Agé de 27 ans seulement, Benjamin Ferencz avait mené l’accusation pour les Etats-Unis lors du procès des Einsatzgruppen en 1947. Vingt-deux responsables de ces unités mobiles d’extermination, qui suivaient l’avancée allemande en Europe de l’Est, avaient été condamnés après l’exposition de l’étendue de leurs crimes. S’appuyant sur des archives nazies, M. Ferencz avait estimé à plus d’un million d’hommes, femmes et enfants juifs, le nombre de victimes de cette « Shoah par balles ».
Né dans les montagnes des Carpates de parents juifs et réfugié à l’âge de 10 mois aux Etats-Unis, il avait suivi des études de droit à la prestigieuse université Harvard.

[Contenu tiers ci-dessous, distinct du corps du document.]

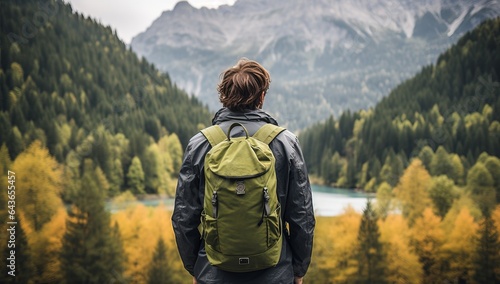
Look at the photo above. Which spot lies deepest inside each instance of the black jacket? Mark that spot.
(294, 193)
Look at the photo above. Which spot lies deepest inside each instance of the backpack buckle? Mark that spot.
(240, 187)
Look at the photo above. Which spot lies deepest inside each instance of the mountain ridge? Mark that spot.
(342, 55)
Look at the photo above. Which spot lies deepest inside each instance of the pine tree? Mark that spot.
(135, 176)
(22, 269)
(159, 272)
(89, 253)
(370, 255)
(487, 261)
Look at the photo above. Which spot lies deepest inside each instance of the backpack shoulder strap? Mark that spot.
(268, 132)
(214, 134)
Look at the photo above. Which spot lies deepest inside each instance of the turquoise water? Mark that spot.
(327, 201)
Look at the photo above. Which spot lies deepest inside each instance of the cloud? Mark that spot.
(130, 18)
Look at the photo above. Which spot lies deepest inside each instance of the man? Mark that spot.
(242, 90)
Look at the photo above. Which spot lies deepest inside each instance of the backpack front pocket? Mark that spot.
(273, 223)
(210, 231)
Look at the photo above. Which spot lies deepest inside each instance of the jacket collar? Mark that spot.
(225, 114)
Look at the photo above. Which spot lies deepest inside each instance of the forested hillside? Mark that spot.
(447, 115)
(70, 83)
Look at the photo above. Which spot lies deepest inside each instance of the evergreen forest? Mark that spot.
(85, 124)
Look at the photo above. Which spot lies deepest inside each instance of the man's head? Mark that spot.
(244, 85)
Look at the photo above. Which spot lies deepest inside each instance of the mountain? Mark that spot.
(447, 115)
(324, 56)
(70, 83)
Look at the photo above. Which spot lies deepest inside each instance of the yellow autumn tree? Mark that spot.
(38, 185)
(427, 239)
(140, 229)
(402, 261)
(459, 248)
(412, 191)
(46, 245)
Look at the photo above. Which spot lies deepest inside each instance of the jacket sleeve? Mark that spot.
(188, 206)
(299, 212)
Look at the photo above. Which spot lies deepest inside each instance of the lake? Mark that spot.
(327, 201)
(330, 201)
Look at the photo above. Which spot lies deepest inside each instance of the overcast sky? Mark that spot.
(130, 17)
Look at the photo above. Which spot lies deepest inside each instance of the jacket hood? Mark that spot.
(225, 114)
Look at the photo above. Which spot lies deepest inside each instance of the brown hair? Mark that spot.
(242, 85)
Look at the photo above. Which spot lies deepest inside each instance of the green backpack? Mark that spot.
(241, 219)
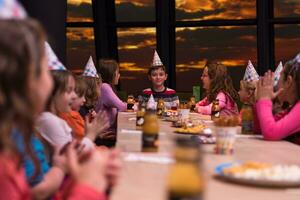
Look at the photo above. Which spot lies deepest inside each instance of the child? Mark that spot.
(109, 102)
(93, 82)
(247, 97)
(20, 103)
(288, 126)
(218, 85)
(73, 118)
(55, 130)
(157, 75)
(81, 127)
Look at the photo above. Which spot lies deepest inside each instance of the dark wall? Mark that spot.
(52, 15)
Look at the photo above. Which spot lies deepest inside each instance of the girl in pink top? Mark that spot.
(288, 126)
(108, 101)
(218, 85)
(26, 65)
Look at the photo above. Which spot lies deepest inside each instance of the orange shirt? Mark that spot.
(76, 122)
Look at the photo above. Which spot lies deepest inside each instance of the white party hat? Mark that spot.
(250, 73)
(156, 60)
(151, 105)
(277, 73)
(90, 69)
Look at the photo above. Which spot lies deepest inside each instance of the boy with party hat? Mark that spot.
(248, 85)
(74, 118)
(157, 75)
(247, 97)
(92, 93)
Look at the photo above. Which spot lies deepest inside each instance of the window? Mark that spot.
(136, 10)
(226, 31)
(80, 34)
(207, 10)
(286, 8)
(238, 45)
(136, 48)
(287, 40)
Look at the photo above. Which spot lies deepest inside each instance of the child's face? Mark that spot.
(243, 94)
(205, 79)
(64, 100)
(78, 102)
(158, 77)
(41, 86)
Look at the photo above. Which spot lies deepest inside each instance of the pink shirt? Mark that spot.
(110, 103)
(226, 103)
(277, 129)
(13, 185)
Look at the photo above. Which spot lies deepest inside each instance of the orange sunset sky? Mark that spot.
(231, 45)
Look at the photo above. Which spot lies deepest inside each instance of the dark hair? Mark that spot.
(220, 81)
(107, 69)
(92, 92)
(153, 68)
(80, 86)
(21, 50)
(60, 81)
(292, 68)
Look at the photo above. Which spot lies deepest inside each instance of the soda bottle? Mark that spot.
(130, 102)
(150, 133)
(185, 181)
(215, 109)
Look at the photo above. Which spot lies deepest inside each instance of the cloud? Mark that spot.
(79, 11)
(215, 9)
(130, 11)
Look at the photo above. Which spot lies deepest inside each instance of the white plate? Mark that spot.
(254, 182)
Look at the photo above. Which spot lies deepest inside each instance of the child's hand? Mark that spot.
(60, 160)
(108, 135)
(92, 171)
(265, 88)
(97, 126)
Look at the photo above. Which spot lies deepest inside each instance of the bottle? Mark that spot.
(150, 133)
(185, 181)
(140, 114)
(130, 103)
(215, 109)
(247, 119)
(160, 107)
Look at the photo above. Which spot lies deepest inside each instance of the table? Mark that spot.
(147, 181)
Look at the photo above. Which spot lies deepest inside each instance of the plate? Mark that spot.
(170, 119)
(219, 170)
(203, 139)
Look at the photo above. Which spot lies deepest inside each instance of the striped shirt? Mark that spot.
(168, 95)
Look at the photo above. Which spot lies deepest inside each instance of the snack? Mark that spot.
(191, 130)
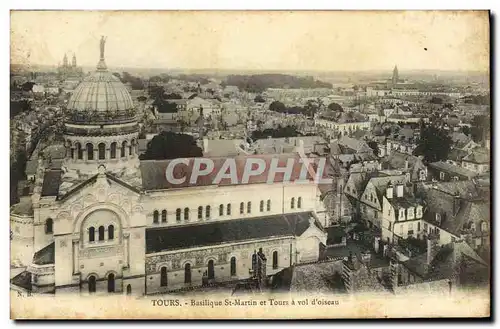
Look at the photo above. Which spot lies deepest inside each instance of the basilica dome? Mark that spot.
(101, 91)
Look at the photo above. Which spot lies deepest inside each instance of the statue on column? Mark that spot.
(103, 42)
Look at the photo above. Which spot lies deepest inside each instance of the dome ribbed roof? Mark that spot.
(101, 91)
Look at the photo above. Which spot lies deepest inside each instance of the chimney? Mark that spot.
(399, 190)
(205, 145)
(389, 191)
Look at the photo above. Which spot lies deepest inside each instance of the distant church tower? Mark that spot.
(395, 75)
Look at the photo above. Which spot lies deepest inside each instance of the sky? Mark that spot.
(272, 40)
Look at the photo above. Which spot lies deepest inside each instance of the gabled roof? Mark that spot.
(45, 255)
(209, 234)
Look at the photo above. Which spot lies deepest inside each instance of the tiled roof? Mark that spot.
(51, 182)
(207, 234)
(45, 255)
(448, 167)
(154, 177)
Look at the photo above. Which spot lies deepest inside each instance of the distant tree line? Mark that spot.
(260, 82)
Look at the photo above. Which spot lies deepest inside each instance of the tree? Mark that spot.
(434, 144)
(259, 99)
(374, 146)
(335, 107)
(169, 145)
(277, 107)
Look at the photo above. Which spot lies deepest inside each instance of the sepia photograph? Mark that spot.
(250, 164)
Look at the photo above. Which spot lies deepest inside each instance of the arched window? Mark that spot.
(132, 144)
(48, 226)
(101, 233)
(111, 232)
(233, 266)
(484, 227)
(102, 151)
(275, 260)
(124, 147)
(163, 279)
(90, 151)
(211, 271)
(113, 150)
(111, 282)
(92, 284)
(187, 273)
(207, 212)
(91, 234)
(79, 151)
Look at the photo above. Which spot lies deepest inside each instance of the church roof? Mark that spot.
(45, 255)
(206, 234)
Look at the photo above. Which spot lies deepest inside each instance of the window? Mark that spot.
(484, 227)
(79, 152)
(163, 277)
(111, 282)
(111, 232)
(187, 273)
(49, 226)
(101, 233)
(90, 151)
(233, 266)
(211, 271)
(91, 234)
(113, 150)
(102, 151)
(92, 284)
(124, 147)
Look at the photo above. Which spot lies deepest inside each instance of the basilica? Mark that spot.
(107, 222)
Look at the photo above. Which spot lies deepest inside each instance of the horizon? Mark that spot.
(320, 41)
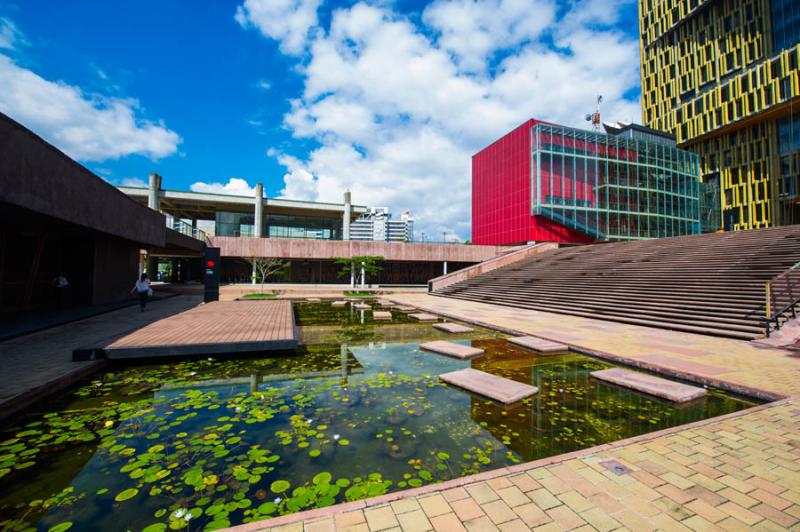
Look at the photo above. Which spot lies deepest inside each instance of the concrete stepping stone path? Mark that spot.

Mobilisé pendant la Seconde Guerre mondiale, il avait d’abord été déployé sur les champs de bataille en Europe avant d’être chargé de réunir des preuves des crimes nazis.
Dans un ouvrage publié en 1988, il expliquait avoir été marqué à jamais par la libération des camps de la mort. « Je ne pourrai jamais oublier la vision mortelle des fours crématoires (..) et les corps émaciés empilés comme du bois de chauffage », écrivait-il notamment.
A son retour à la vie civile, il avait été recruté pour travailler dans l’équipe des procureurs américains à Nuremberg, une ville de Bavière où les alliés ont jugé, au cours de 13 procès, les crimes nazis, posant les jalons d’un système de justice pénale internationale. Il avait ensuite travaillé en Europe sur des programmes de réparation pour les victimes des persécutions nazies.
De retour aux Etats-Unis, il s’était consacré à la pratique privée du droit. Perturbé par la guerre au Vietnam, il s’en était peu à peu désengagé dans les années 70 pour écrire et militer en faveur de l’établissement d’une cour pénale internationale.
Plus discret ces dernières années, il avait accordé une rare interview en mai à la chaîne CBS, dans laquelle il avait estimé que le président Vladimir Poutine était « un criminel de guerre » et que la Russie devrait être jugée par la justice internationale pour « agression » de l’Ukraine.